Faith per titolo, sospensione dell’incredulità d’abitudine, apertura di credito per eccezione: Pedicini non giudica, semmai ferma un secondo di più la camera su una scena, un’esortazione, un rimprovero, uno sprone, una sanzione, altro che zen..., affinché possiamo farci un giudizio noi.

In cartellone alla Berlin Critics' Week - Woche der Kritik dopo l’anteprima mondiale all’IDFA di Amsterdam, Faith si mette regia, camera, suono e assistente camera nel monastero, per mesi, tra monaci guerrieri e madri guardiane, embedded, a guardare, osservare, riflettere preghiere notturne, allenamenti diurni, balli sfrenati di questi Guerrieri della Luce.

L’accesso è negoziato, l’ossessione catturata, iterata, adottata, ma più di tutto può la lotta, dei monaci per la fede, del Bene contro il Male, senza esclusione di colpi, sopra tutto, senza esclusione di corpi: il maestro, Laura e gli altri sono corpi che trasgrediscono la corporeità stessa, che tracimano l’istinto e il raziocinio per essere luce, per essere bianco assoluto. Assolutistico? Sì. Assolutorio? Mai. E perché, almeno a chi scrive, viene in mente più di una volta l’Aleksandr Nevskij di Ėjzenštejn con i bianchi, e nazisti, cavalieri teutonici?

Metodo e disciplina, etica ed estetica, in fondo, Pedicini non filma (solo) un mondo ma un film, di qui la palese valenza metacinematografica, ancor più che metafisica, di Faith: “Che si è disposti a perdere per vincere in nome della Fede?”, non solo, “che si è disposti a perdere per vincere in nome del Cinema?”.

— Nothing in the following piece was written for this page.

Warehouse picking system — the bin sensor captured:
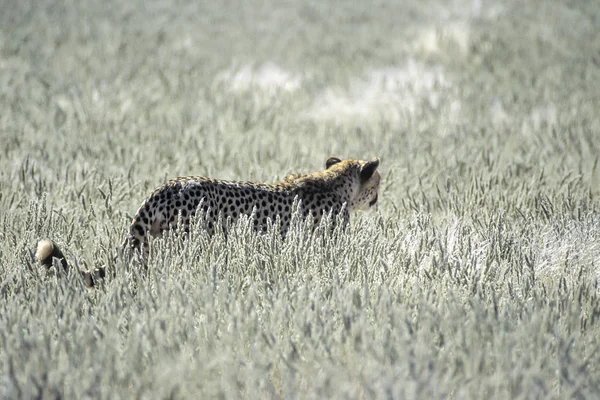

Dopo l’esordio nella finzione Dove cadono le ombre (2017), Pedicini continua a scrivere, e sovrascrivere eideticamente, la luce: il direttore della fotografia Bastian Esser è il suo profeta, credere, obbedire e combattere – sì, così - la madre di tutte le battaglie.  E se c’è fede, se c’è Faith - cantano i Modà remixati da Gabry Ponte - “brilli, non ti spegni”. Forse.